Le vieux moulin était de loin son endroit favori dans toute l'école. Abandonnée, l'âme esseulée, les os qui constituaient ses ailes grinçaient dans la nuit sombre dans un écho qu’elle trouvait terriblement rassurant. L’odeur des pierres vieillies et du bois croulant la charmait d’autant plus et les petits animaux qui y venaient pour trouver refuge ne lauraient pas empêcher d’y trouver à son tour réconfort. Elle s’y sentait très bien seule, à entendre l’eau battue par les roues, tantôt en joie tantôt en détresse. Mais il lui arrivait, de plus en plus souvent ces derniers temps, d’accepter de partager ce moment intime avec d’autres. Ce soir, plus tardivement que jamais, Violette avait le privilège de passer la soirée avec elle, pour un poker comme Max lavait dit. La sureau l’attendait déjà et c’est sans trop de surprise qu’elle arborait une tenue vestimentaire composée exclusivement de noir, stéréotype classique des vampires. Elle n’y prêtait même plus attention ; même si profondément, elle était convaincue qu’un peu de couleur la rendrait encore plus jolie.
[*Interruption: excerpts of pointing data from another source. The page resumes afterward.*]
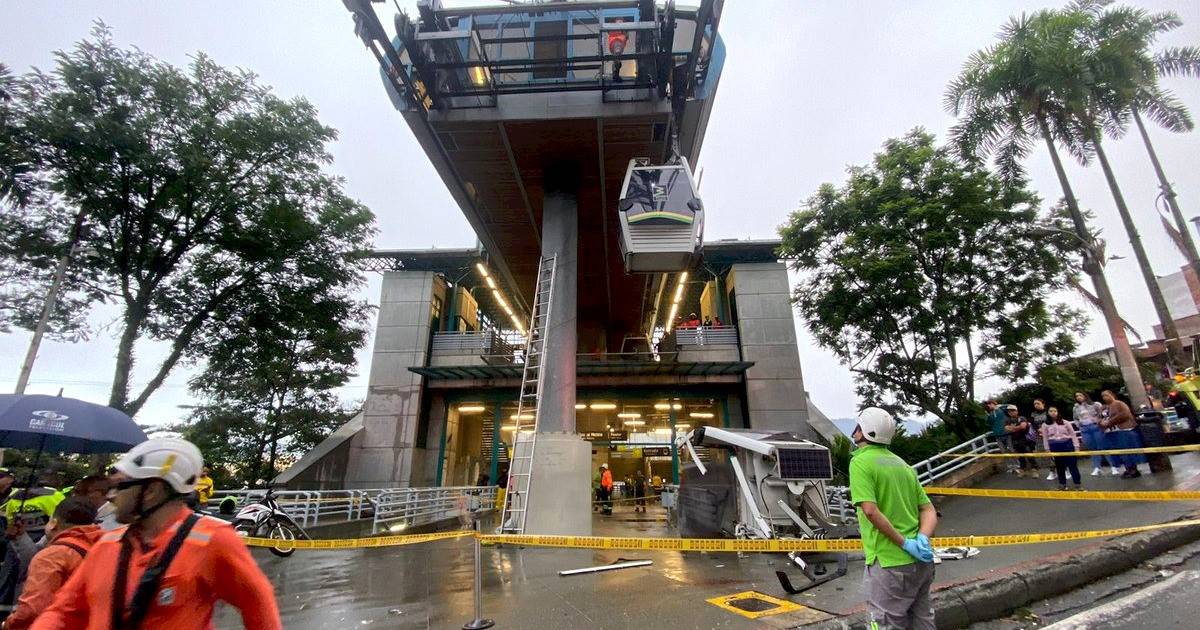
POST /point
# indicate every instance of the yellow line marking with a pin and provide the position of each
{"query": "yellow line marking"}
(1185, 448)
(1057, 495)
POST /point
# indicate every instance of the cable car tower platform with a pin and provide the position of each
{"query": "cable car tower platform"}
(532, 113)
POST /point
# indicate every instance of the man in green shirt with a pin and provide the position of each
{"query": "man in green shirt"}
(895, 519)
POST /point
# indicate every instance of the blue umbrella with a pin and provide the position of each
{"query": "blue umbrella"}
(64, 425)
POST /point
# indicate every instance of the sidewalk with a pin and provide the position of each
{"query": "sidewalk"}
(429, 586)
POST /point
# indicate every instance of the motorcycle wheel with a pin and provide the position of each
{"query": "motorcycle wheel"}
(281, 532)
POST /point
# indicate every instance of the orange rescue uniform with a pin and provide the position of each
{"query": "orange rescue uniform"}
(213, 564)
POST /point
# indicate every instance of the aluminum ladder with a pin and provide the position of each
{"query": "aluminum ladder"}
(520, 486)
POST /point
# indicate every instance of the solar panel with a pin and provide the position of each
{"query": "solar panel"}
(804, 463)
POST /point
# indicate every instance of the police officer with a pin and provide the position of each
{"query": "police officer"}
(895, 519)
(168, 567)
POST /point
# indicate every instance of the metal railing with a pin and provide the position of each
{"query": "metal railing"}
(940, 466)
(707, 336)
(310, 507)
(399, 509)
(471, 342)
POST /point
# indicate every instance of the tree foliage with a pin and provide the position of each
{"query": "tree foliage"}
(270, 379)
(203, 195)
(923, 273)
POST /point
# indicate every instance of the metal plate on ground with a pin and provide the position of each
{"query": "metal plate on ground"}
(753, 605)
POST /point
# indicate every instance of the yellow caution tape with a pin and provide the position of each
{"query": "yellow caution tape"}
(1183, 448)
(357, 543)
(1057, 495)
(699, 544)
(784, 545)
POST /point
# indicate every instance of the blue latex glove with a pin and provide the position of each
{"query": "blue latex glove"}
(927, 547)
(912, 546)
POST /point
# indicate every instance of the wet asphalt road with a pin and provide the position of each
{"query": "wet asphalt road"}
(429, 586)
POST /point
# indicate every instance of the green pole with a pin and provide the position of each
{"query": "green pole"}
(675, 450)
(442, 448)
(496, 444)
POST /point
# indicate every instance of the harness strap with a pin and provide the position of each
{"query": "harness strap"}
(150, 580)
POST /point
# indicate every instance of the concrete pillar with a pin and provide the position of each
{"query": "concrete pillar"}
(774, 384)
(561, 486)
(561, 235)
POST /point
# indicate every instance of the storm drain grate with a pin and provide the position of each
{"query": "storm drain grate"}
(754, 605)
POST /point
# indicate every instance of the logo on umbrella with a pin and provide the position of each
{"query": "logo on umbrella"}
(48, 420)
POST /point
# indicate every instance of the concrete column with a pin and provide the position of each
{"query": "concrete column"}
(561, 486)
(561, 235)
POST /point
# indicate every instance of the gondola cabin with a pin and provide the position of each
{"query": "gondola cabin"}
(661, 217)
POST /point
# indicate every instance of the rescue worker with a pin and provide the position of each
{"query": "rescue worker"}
(169, 565)
(895, 519)
(71, 532)
(204, 487)
(606, 490)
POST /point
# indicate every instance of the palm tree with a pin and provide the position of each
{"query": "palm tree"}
(1006, 101)
(1102, 82)
(1126, 35)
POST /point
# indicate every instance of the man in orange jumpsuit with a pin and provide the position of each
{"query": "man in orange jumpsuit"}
(169, 565)
(71, 533)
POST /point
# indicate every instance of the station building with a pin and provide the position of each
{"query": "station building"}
(533, 115)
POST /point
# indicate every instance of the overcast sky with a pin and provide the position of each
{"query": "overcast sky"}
(808, 89)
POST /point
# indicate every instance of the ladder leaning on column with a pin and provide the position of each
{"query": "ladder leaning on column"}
(520, 486)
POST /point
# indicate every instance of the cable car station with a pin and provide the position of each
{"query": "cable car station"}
(592, 324)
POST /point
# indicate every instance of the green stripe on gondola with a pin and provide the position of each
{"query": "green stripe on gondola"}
(670, 216)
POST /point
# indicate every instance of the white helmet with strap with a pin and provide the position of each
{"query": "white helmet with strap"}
(877, 425)
(175, 461)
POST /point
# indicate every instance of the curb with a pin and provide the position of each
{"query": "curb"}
(958, 605)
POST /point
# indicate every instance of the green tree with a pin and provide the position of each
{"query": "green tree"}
(202, 193)
(270, 379)
(1008, 96)
(921, 274)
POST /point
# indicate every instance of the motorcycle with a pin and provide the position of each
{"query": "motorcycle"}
(265, 519)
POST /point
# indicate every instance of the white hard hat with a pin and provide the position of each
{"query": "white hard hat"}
(876, 425)
(175, 461)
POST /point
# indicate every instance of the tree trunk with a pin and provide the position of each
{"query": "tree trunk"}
(1126, 360)
(1189, 245)
(1174, 347)
(135, 316)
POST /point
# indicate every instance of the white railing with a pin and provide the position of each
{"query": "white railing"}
(474, 341)
(310, 507)
(399, 509)
(940, 466)
(707, 336)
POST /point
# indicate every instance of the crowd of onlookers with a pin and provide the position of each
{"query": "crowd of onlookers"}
(1105, 425)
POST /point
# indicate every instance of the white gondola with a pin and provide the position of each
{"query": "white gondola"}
(661, 217)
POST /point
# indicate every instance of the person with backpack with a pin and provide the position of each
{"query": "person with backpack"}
(1059, 436)
(169, 565)
(71, 532)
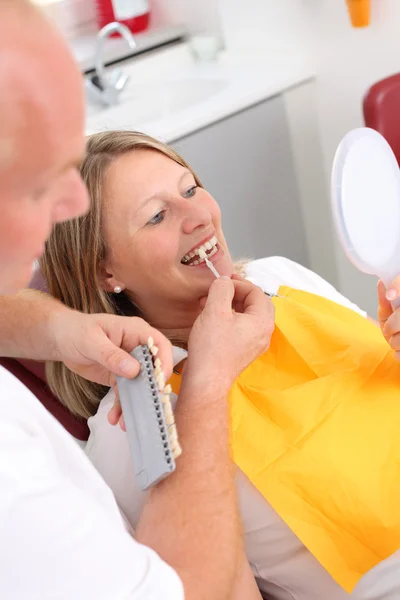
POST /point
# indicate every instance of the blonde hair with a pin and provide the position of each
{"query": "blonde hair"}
(74, 251)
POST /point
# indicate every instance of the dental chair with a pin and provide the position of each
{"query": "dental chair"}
(381, 108)
(32, 374)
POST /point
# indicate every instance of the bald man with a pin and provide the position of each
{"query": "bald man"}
(62, 536)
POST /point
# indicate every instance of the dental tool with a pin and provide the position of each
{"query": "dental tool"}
(203, 255)
(149, 419)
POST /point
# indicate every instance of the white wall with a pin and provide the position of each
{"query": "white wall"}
(348, 61)
(265, 25)
(197, 15)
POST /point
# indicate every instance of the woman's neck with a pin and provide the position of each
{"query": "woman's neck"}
(175, 321)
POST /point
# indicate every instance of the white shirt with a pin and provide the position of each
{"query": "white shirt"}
(285, 569)
(62, 536)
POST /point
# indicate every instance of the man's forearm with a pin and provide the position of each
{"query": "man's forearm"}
(191, 518)
(24, 325)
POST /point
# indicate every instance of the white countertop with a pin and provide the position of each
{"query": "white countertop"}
(156, 100)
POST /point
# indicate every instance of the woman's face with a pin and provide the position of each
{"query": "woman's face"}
(155, 219)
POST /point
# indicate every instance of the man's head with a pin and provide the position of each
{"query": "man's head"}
(41, 138)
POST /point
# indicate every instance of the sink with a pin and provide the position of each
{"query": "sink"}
(144, 102)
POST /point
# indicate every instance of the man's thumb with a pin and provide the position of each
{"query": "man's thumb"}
(118, 361)
(221, 293)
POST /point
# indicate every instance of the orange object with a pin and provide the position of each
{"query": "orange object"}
(360, 12)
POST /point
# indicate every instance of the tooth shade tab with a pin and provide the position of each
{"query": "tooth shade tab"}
(206, 250)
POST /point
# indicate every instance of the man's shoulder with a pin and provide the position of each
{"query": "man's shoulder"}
(15, 397)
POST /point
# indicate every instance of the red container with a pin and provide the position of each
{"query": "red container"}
(135, 14)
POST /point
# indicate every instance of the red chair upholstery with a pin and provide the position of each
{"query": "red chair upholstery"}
(32, 374)
(381, 107)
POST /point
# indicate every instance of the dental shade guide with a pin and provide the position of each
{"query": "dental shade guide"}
(149, 419)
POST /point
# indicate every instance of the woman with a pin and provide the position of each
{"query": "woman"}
(136, 253)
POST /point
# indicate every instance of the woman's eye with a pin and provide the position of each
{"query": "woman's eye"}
(157, 218)
(190, 192)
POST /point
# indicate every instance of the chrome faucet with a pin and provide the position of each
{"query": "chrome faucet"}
(104, 88)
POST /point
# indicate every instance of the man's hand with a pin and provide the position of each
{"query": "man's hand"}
(97, 346)
(389, 318)
(234, 328)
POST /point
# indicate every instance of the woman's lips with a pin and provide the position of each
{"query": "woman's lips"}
(213, 259)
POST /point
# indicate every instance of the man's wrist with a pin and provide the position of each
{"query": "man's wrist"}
(202, 385)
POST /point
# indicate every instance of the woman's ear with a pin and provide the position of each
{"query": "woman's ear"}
(107, 281)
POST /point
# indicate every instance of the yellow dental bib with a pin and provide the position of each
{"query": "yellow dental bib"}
(315, 425)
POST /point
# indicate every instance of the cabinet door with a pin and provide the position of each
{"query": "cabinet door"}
(245, 162)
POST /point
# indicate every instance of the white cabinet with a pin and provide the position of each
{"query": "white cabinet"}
(245, 161)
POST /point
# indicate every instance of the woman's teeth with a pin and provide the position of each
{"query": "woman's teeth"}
(209, 248)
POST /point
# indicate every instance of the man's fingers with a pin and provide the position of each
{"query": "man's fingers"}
(385, 308)
(115, 413)
(221, 294)
(116, 360)
(250, 297)
(393, 290)
(161, 342)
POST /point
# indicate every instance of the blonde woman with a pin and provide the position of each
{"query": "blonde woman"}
(134, 254)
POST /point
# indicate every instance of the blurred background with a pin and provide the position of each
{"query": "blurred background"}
(256, 94)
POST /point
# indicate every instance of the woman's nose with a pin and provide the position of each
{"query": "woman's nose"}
(195, 217)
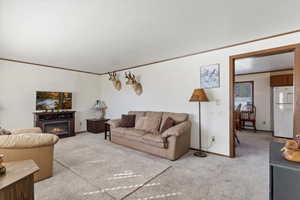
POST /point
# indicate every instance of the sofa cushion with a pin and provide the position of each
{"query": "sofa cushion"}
(151, 124)
(4, 131)
(153, 114)
(167, 124)
(138, 114)
(139, 124)
(177, 117)
(127, 121)
(153, 140)
(134, 132)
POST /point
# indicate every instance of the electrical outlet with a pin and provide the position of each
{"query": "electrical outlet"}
(213, 139)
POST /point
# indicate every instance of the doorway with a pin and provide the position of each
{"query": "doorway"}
(246, 88)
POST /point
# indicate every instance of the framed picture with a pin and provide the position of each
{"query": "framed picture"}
(210, 76)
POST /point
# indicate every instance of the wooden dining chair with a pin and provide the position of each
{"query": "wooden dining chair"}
(248, 117)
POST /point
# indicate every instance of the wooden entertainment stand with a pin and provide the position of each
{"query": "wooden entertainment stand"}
(61, 123)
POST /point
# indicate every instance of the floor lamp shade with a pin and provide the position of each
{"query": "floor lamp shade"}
(199, 96)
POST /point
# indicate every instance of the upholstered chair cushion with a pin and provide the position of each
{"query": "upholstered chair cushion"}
(127, 121)
(169, 122)
(4, 131)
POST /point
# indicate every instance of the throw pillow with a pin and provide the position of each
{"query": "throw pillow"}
(127, 121)
(151, 124)
(140, 123)
(4, 131)
(168, 124)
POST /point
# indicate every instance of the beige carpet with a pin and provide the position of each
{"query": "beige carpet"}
(88, 168)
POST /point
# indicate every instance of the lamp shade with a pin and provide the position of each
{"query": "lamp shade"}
(199, 95)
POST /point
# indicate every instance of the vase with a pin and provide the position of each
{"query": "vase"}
(99, 114)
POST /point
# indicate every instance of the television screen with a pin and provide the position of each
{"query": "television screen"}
(53, 100)
(66, 100)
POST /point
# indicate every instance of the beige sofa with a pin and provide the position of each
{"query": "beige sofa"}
(30, 144)
(171, 144)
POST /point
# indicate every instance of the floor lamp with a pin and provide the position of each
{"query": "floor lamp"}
(199, 96)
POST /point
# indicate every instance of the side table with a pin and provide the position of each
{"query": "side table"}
(107, 131)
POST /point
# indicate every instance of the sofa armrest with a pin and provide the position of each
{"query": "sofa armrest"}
(114, 123)
(30, 140)
(178, 130)
(29, 130)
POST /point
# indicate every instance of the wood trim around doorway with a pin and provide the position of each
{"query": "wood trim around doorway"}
(267, 52)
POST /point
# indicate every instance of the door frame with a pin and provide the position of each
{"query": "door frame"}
(284, 49)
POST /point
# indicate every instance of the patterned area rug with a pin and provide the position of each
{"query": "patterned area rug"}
(103, 170)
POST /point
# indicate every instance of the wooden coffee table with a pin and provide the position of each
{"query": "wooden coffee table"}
(17, 183)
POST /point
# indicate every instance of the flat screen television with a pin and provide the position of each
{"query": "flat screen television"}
(53, 100)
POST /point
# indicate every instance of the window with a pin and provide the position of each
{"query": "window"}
(243, 94)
Le jeu de cartes le plus vicieux et dangereux qui soit...
Dans un grand geste dramatique, un paquet de cartes au dos rouge bien trop célèbre pour ses amitiés déchirées atterrit au pied de son amie.
Le Uno.
Ce n'est probablement pas ce que sous-entendait Violette. Surement voulait-elle parler des cookies quelle souhaitait tant déguster, incapable elle-même d’en apporter pour satisfaire sa faim. Mais qu’à cela ne tienne, max avait fait un détour pour rendre visite à ce cher Muffin Tim pour récupérer les restes de la journée, qui se composait de biscuits secs aux raisins et d’expérimentations plus que douteuses à base de choux au réglisse et de popcorn salé recouvert d’un coulis au chocolat qu’elle lui tendit avec un souffle moqueur. Si d’ordinaire Muffin était un excellent pâtissier, c’était avec grand plaisir que Maxime passait son tour ce soir. De toute façon, le régime la guettait sournoisement et venait murmurer méchamment dans son oreille à chaque fois qu’elle mordillait dans quelque chose de comestible.
D'accord ?
Sourcils levés. Que peut-elle bien penser ou répondre à ça ? Son nez vient renifler sa main, silencieusement puis bruyamment. Rien, elle ne sent rien. Rien d’autre que la sueur, l’effort et non sans surprise, le citron.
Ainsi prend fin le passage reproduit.